Solving a first order differential equation in terms of Lambert W-function

Question

I am having great difficulty solving the following equation

$$\ \frac{ax}{(bx^2 + c)} = \frac{dx}{dt} $$

I have re-edited the question. Any help is appreciated. Thank you.

Answer 1

Please note that $$\ln(x)=y \implies x=e^y$$ So I think what you are asking is solved using rearrangement and then using the above property. There is no differential equation here.

Answer 2

This was for the first edit of the post.

Welcome to the world of Lambert function !

The solution of equation $$\ x^2 + \log(x) - c = 0$$ is given by $$x=\pm\frac{\sqrt{W\left(2 e^{2 c}\right)}}{\sqrt{2}}$$ but only the positive root must be kept because of $\log(x).

The Wikipedia page gives series espansions fot he evaluation of $W(.)$.

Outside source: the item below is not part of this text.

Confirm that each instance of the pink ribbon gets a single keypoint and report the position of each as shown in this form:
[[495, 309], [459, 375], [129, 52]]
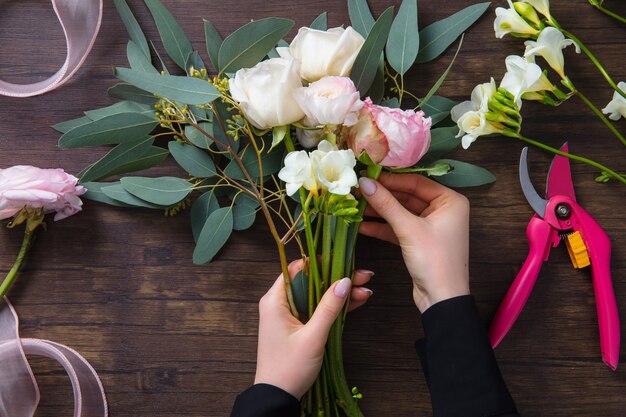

If you cannot use Lambert function, think that you are looking for the zero of function $$f(x)=x^2 + \log(x) - c$$ $$f'(x)=2x+\frac 1x$$ The first derivative does not cancel in the real domain and it is always positive; so, only one root that you could find numerically using any method (secant, Newton, ...). For starting, you could start iterating using $x_0=\sqrt c$.

Suppose $c=0.01$. Newton iterations would then be $$\left( \begin{array}{cc} n & x_n \\ 0 & 0.1000000000 \\ 1 & 0.3257436366 \\ 2 & 0.6013225902 \\ 3 & 0.6561217076 \\ 4 & 0.6564436996 \\ 5 & 0.6564437054 \end{array} \right)$$ For the new version of the post.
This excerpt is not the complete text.